Es sei ein »sehr ernüchternder Abend«, sagte ein sichtlich enttäuschter Eugen Polanski im Anschluss an die Partie in Berlin. Eine gewisse Verzweiflung beim Trainer ist nachvollziehbar – wurde seine Mannschaft doch exakt mit den Mitteln geschlagen, die man im Vorfeld zur Genüge angesprochen hatte. Das Phänomen, Niederlagen mit Ansage zu kassieren, konnten auch Polanskis Vorgänger weder erklären noch beseitigen. Nun muss Polanski diese bittere Erfahrung ebenfalls machen.
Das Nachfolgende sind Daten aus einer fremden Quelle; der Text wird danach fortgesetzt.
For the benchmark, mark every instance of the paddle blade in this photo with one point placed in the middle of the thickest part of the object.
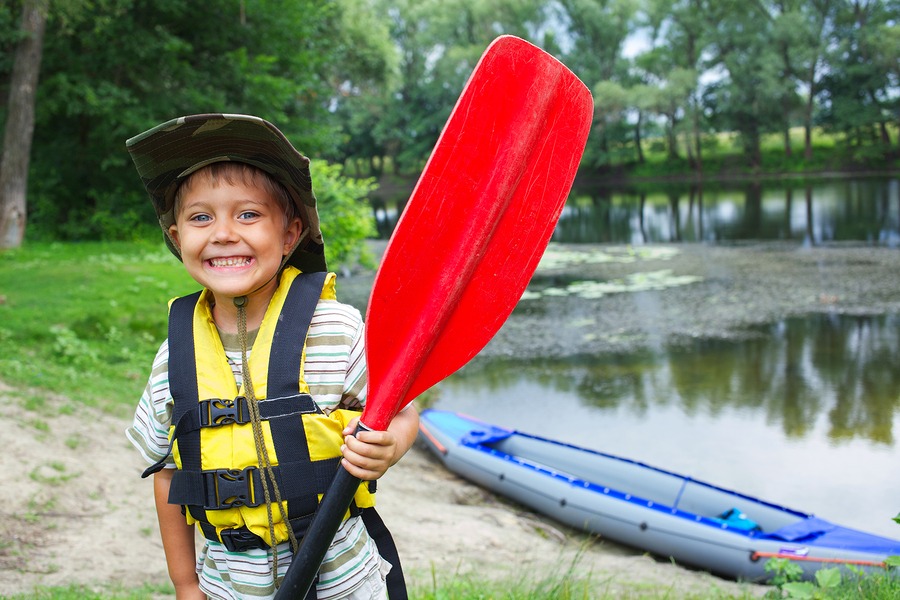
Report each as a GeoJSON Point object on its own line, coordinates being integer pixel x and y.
{"type": "Point", "coordinates": [477, 223]}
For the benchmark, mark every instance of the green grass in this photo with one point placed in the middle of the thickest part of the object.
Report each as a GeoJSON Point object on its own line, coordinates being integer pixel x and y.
{"type": "Point", "coordinates": [85, 320]}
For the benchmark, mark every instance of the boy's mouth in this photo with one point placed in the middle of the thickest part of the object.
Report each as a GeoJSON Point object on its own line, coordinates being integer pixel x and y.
{"type": "Point", "coordinates": [231, 261]}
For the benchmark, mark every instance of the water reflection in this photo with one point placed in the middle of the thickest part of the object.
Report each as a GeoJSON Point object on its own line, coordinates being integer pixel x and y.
{"type": "Point", "coordinates": [866, 210]}
{"type": "Point", "coordinates": [839, 210]}
{"type": "Point", "coordinates": [787, 374]}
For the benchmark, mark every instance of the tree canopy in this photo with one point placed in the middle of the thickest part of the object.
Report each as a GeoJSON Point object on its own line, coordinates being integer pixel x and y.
{"type": "Point", "coordinates": [369, 83]}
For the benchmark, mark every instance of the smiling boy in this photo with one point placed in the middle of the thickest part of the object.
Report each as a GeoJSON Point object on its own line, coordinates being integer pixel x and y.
{"type": "Point", "coordinates": [253, 398]}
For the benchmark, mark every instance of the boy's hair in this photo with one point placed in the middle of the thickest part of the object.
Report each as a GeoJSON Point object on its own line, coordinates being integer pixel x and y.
{"type": "Point", "coordinates": [168, 154]}
{"type": "Point", "coordinates": [230, 172]}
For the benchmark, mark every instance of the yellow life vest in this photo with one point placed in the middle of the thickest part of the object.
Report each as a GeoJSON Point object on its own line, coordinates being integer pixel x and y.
{"type": "Point", "coordinates": [218, 477]}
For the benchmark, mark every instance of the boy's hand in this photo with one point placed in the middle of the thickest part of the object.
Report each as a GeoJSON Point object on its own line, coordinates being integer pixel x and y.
{"type": "Point", "coordinates": [369, 454]}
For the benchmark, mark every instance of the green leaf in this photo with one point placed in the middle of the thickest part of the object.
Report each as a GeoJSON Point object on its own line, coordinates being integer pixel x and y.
{"type": "Point", "coordinates": [828, 578]}
{"type": "Point", "coordinates": [892, 561]}
{"type": "Point", "coordinates": [801, 590]}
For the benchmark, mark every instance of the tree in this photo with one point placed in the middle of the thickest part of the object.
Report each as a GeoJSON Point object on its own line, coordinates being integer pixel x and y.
{"type": "Point", "coordinates": [113, 68]}
{"type": "Point", "coordinates": [19, 127]}
{"type": "Point", "coordinates": [681, 35]}
{"type": "Point", "coordinates": [747, 99]}
{"type": "Point", "coordinates": [859, 95]}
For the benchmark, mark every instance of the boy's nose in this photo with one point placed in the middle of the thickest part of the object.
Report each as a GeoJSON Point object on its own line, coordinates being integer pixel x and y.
{"type": "Point", "coordinates": [224, 231]}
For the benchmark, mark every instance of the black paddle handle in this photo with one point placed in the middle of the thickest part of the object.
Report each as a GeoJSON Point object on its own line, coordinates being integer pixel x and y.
{"type": "Point", "coordinates": [315, 543]}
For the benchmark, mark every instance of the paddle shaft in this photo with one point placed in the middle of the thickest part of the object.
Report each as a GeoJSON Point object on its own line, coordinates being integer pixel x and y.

»Vielleicht sind sie zu leise als Charakter«, sinnierte der 39-Jährige. Er und sein Trainerteam müssten daher wohl noch »klarer definieren, wie wir ins Spiel gehen«. Das Problem: Die Situation erlaubt es nicht, dass sich der Trainer herantastet und Schwachstellen nach und nach erkennt. Es braucht Maßnahmen, die sofort greifen, um den immer dynamischeren Abwärtsstrudel zu stoppen. Deshalb ist es so fatal, dass man bei Union, die Fußball der Kategorie „Karo-einfach“ spielen, letztlich chancenlos war.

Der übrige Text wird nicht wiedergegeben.